直接の命令やから藤本も断られへん。「わかりました」言うて、帰ってからうちの母に全部説明して、わしには「母が病気につきすぐ帰れ」という手紙と、「こういう事情でしゃあなしでこんな手紙書いたけど、母はいたって元気やから気にせんでええで」ていう手紙をくれた。

これ見て、ホンマに腹立ってな。なんやこいつ?と。しょうもないこと考えて、しかもおかんが病気とかいう嘘までつかせて。中津に帰ってシバきまわしたろかなと思ったんやけど、まぁ実際隠居相手に喧嘩しても負けること目に見えてるし、思いとどまったんや。あんなやつのために自分の人生を棒に振るなんてアホらしいしな。
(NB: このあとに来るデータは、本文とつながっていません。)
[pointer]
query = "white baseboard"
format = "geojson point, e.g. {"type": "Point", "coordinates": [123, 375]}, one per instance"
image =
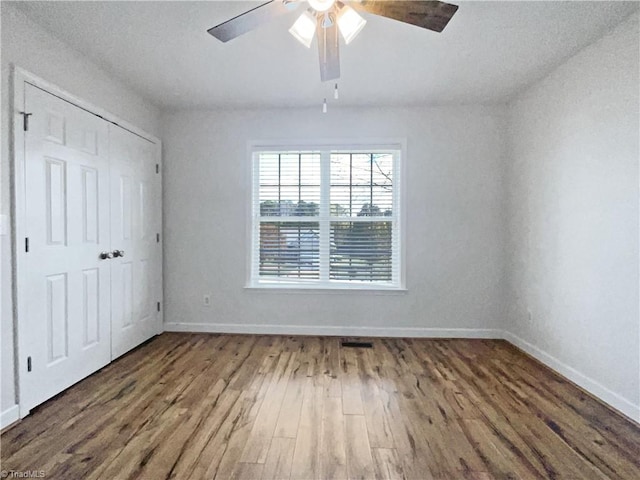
{"type": "Point", "coordinates": [9, 416]}
{"type": "Point", "coordinates": [595, 388]}
{"type": "Point", "coordinates": [334, 330]}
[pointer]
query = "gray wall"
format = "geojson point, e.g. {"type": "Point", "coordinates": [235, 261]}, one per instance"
{"type": "Point", "coordinates": [454, 223]}
{"type": "Point", "coordinates": [30, 47]}
{"type": "Point", "coordinates": [573, 219]}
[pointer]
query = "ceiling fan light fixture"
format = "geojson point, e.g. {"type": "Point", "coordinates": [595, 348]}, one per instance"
{"type": "Point", "coordinates": [304, 29]}
{"type": "Point", "coordinates": [350, 23]}
{"type": "Point", "coordinates": [321, 5]}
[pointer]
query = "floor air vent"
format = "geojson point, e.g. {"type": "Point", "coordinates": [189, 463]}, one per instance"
{"type": "Point", "coordinates": [357, 344]}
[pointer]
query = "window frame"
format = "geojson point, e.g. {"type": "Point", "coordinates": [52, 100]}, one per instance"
{"type": "Point", "coordinates": [396, 147]}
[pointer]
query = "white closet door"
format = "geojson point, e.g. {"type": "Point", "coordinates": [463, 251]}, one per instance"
{"type": "Point", "coordinates": [136, 285]}
{"type": "Point", "coordinates": [67, 307]}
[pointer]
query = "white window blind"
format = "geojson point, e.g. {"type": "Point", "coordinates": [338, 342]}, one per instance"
{"type": "Point", "coordinates": [326, 218]}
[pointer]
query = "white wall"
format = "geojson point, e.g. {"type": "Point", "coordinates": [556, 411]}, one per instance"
{"type": "Point", "coordinates": [35, 50]}
{"type": "Point", "coordinates": [454, 227]}
{"type": "Point", "coordinates": [573, 203]}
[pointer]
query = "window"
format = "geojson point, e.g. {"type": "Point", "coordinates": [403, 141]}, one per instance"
{"type": "Point", "coordinates": [326, 218]}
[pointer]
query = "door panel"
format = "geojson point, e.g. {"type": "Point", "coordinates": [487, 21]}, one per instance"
{"type": "Point", "coordinates": [67, 313]}
{"type": "Point", "coordinates": [135, 220]}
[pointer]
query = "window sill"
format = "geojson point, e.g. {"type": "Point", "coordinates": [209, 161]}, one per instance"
{"type": "Point", "coordinates": [338, 289]}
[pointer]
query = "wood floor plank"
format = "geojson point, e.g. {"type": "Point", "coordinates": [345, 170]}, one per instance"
{"type": "Point", "coordinates": [359, 459]}
{"type": "Point", "coordinates": [306, 457]}
{"type": "Point", "coordinates": [196, 406]}
{"type": "Point", "coordinates": [387, 464]}
{"type": "Point", "coordinates": [263, 429]}
{"type": "Point", "coordinates": [333, 460]}
{"type": "Point", "coordinates": [279, 459]}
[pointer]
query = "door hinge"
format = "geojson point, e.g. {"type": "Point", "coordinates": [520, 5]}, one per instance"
{"type": "Point", "coordinates": [25, 120]}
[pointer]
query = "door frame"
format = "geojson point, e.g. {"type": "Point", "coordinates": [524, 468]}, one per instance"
{"type": "Point", "coordinates": [17, 153]}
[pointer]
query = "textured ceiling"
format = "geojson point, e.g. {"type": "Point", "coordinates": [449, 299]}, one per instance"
{"type": "Point", "coordinates": [489, 52]}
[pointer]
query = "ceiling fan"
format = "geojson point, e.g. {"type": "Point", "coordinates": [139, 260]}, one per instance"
{"type": "Point", "coordinates": [328, 18]}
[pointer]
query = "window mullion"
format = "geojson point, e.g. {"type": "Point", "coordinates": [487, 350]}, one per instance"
{"type": "Point", "coordinates": [325, 211]}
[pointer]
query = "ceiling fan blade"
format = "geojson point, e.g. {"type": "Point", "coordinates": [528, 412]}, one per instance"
{"type": "Point", "coordinates": [329, 49]}
{"type": "Point", "coordinates": [431, 15]}
{"type": "Point", "coordinates": [251, 19]}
だから、めっちゃ驚いたふりして、壱岐のところに行って「母が病気のようなので、心配だから帰らせてください」て言うたんや。
そしたら、壱岐も驚いたふりして、「マジか。それは心配やな。すぐ帰ったほうがええわ。また体調がよくなったらすぐに長崎に戻ってこれるようにしたるから」とか白々しいこと言いよんねん。うまく騙せてるとか思ってたんやろな。
 「今、おっしゃっていただいた通り、早々に帰国しますので、何かご隠居様にお伝えるすることあればおっしゃってくださいね」て、言うて、その日は帰ったんやけど、翌日もう一回行ってみたら、「まずこれを頼むわ」と、隠居宛の手紙を渡してきた。
で、続けて、「これを六助のところに持っていけ。お前がもう一回長崎に出てくる時に色々とやってくれるから」とか言うて、わしのおかんの従兄弟の六助宛の手紙を渡してきた。見てみたら、ワザと封をせんと見れるようにしてんねん。

 家に帰って、封をしていない方の中身を見てみたら、「諭吉は母の病気が原因で、帰国したいていうから、一旦帰すけど、勉強中の身やし、もう一回長崎に出れるように、手伝ってやれ」とか書いてある。
もうこれ見て、マジでしばいたろかと思ったわ。ほんで、面倒みてくれてる山本家にもホンマのことは言われへんし、「母が病気」の一点張りで暇乞いをしたんや。もし、ホンマのこと言うて、この奥平の面目潰そうもんなら後で何されるかわからんしな。